An interesting idea might be to see if TG2 can use a link as an image source for a shader.  Link directly to one of the infrared satellite images, and the planet's clouds will update in real-time with Earth (theoretically).  I have used Lunarcell quite extensively and use Solarcell for the sun effects as post-processing of my renders.  I like to have the "spikes" coming off my suns, plus I use Glitterato to generate starfields for backgrounds (now that I know how to do this).

What I would consider as a goal for this project is to create a kind of TG2 Lunarcell.  That is, capable of creating realistic-looking detailed planets with modifiable parameters, so they look good from orbit, but with TG2's ability to go down to the planet and generate equally realistic landscape scenes.  To accomplish this while maintaining a respectable usage of CPU resources and a decent target render time would be the ultimate goal.  Difficult yes, but I think with some skill and a little "thinking outside the box", it should be possible.

My rendering computer is working on a particularly long render at the moment so I'm not going to start on this project until it is done.  It has been rendering for about a day now and looks like it may still have another day or two to go.  Just to reassure everyone, this is NOT what I consider to be an ideal render time.  The scene in question is particularly experimental, but I think the end result will be worth the time.  My target render time for the generic earth would ultimately be less than 30 minutes on a high-end machine, with all details/shaders turned on.  I'd like for it to weigh in at around 15 minutes, but I'm not sure that will be possible, and I can't promise 30 minutes either.  Until I get some progress on it, every estimate I make is going to be a ballpark figure.

swiftstream

Populating billions of plants is, as somebody pointed out, unreasonable. However, it may be possible to make clever use of the distance shader to avoid this, and only populate plants when the camera is close to the ground, and only in the area near the camera.

Obviously, if you had a camera a very long way away with a very very high zoom, this effect would break down. But the distance shader could be manually modified for this situation.

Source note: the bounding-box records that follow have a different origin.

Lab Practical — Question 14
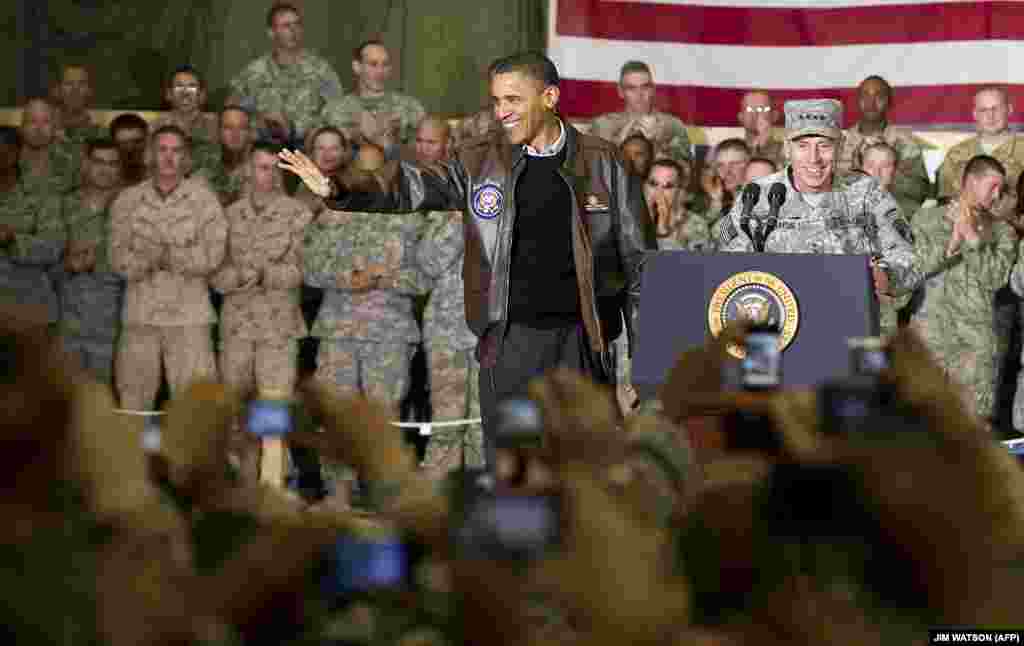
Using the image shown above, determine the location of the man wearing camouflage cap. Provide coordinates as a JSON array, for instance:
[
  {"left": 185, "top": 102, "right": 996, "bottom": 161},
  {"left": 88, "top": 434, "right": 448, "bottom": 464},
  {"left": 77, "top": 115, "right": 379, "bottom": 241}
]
[{"left": 716, "top": 99, "right": 915, "bottom": 333}]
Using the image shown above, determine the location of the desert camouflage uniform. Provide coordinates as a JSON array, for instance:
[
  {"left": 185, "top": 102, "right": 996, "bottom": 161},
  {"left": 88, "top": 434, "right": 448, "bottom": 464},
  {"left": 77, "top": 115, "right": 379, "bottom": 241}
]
[
  {"left": 416, "top": 211, "right": 483, "bottom": 475},
  {"left": 0, "top": 182, "right": 67, "bottom": 324},
  {"left": 937, "top": 136, "right": 1024, "bottom": 215},
  {"left": 322, "top": 92, "right": 427, "bottom": 143},
  {"left": 230, "top": 51, "right": 344, "bottom": 140},
  {"left": 45, "top": 191, "right": 125, "bottom": 385},
  {"left": 910, "top": 202, "right": 1017, "bottom": 420},
  {"left": 303, "top": 211, "right": 429, "bottom": 413},
  {"left": 111, "top": 178, "right": 227, "bottom": 410},
  {"left": 210, "top": 195, "right": 312, "bottom": 395},
  {"left": 746, "top": 137, "right": 785, "bottom": 168},
  {"left": 839, "top": 124, "right": 932, "bottom": 208},
  {"left": 715, "top": 167, "right": 919, "bottom": 290},
  {"left": 590, "top": 112, "right": 693, "bottom": 162},
  {"left": 19, "top": 140, "right": 82, "bottom": 199},
  {"left": 151, "top": 113, "right": 220, "bottom": 173}
]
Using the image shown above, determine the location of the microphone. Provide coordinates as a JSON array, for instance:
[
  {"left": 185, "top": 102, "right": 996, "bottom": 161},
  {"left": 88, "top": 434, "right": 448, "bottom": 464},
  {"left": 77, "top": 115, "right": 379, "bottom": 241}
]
[
  {"left": 761, "top": 181, "right": 785, "bottom": 251},
  {"left": 739, "top": 183, "right": 761, "bottom": 249}
]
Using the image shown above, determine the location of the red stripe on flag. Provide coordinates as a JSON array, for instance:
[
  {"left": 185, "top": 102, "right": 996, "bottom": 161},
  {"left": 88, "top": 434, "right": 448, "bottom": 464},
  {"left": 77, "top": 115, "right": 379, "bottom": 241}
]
[
  {"left": 559, "top": 79, "right": 1024, "bottom": 126},
  {"left": 555, "top": 0, "right": 1024, "bottom": 47}
]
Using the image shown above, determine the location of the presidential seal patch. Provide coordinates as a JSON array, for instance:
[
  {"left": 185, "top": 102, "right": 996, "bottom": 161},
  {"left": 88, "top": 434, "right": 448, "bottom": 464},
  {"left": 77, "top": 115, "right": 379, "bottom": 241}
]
[
  {"left": 470, "top": 182, "right": 505, "bottom": 220},
  {"left": 708, "top": 271, "right": 800, "bottom": 358}
]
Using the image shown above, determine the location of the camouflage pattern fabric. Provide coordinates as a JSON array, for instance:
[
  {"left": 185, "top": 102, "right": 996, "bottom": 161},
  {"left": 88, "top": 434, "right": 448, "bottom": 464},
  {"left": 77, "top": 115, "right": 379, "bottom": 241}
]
[
  {"left": 303, "top": 211, "right": 430, "bottom": 344},
  {"left": 0, "top": 183, "right": 67, "bottom": 322},
  {"left": 937, "top": 136, "right": 1024, "bottom": 215},
  {"left": 590, "top": 112, "right": 693, "bottom": 162},
  {"left": 910, "top": 202, "right": 1017, "bottom": 420},
  {"left": 230, "top": 51, "right": 344, "bottom": 138},
  {"left": 714, "top": 168, "right": 919, "bottom": 290},
  {"left": 44, "top": 191, "right": 124, "bottom": 384},
  {"left": 839, "top": 123, "right": 932, "bottom": 208},
  {"left": 322, "top": 92, "right": 427, "bottom": 143}
]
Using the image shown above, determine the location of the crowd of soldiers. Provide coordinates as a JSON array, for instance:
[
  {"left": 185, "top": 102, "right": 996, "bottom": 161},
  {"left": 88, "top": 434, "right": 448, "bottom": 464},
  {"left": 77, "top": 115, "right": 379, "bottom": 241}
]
[{"left": 6, "top": 4, "right": 1024, "bottom": 499}]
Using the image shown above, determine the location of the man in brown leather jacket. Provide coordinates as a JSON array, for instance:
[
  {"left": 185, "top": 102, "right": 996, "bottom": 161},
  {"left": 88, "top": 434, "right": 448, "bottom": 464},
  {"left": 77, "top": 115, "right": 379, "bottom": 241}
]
[{"left": 282, "top": 53, "right": 655, "bottom": 464}]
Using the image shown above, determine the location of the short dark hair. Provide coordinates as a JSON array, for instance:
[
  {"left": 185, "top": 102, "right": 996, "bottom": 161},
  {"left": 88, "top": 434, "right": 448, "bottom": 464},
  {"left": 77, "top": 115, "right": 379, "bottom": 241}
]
[
  {"left": 266, "top": 2, "right": 302, "bottom": 29},
  {"left": 150, "top": 124, "right": 191, "bottom": 152},
  {"left": 715, "top": 137, "right": 751, "bottom": 157},
  {"left": 620, "top": 132, "right": 654, "bottom": 157},
  {"left": 618, "top": 60, "right": 654, "bottom": 83},
  {"left": 644, "top": 158, "right": 689, "bottom": 183},
  {"left": 748, "top": 157, "right": 778, "bottom": 173},
  {"left": 961, "top": 155, "right": 1007, "bottom": 185},
  {"left": 0, "top": 126, "right": 22, "bottom": 147},
  {"left": 110, "top": 113, "right": 150, "bottom": 139},
  {"left": 352, "top": 38, "right": 387, "bottom": 62},
  {"left": 857, "top": 74, "right": 893, "bottom": 98},
  {"left": 487, "top": 51, "right": 558, "bottom": 87},
  {"left": 83, "top": 137, "right": 121, "bottom": 158}
]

This is one case where the ability to alter any parameter of any shader with scalar nodes, ala World Machine, would work wonders. Even better if you could access the value of any parameter, which IIRC World Machine does not do. Then you could get the size of an object, and use a distance shader to calculate the angular size of each object, from which, with the camera zoom parameter and the image size, you could calculate how large the object will be in pixels. Then you create a shader based on this which is white where the size is above a certain threshold and black below, which is then used as a distribution shader for the population, so you only have objects where they are large enough to be seen. Every else where the object would be can be replaced with an appropriate surface layer.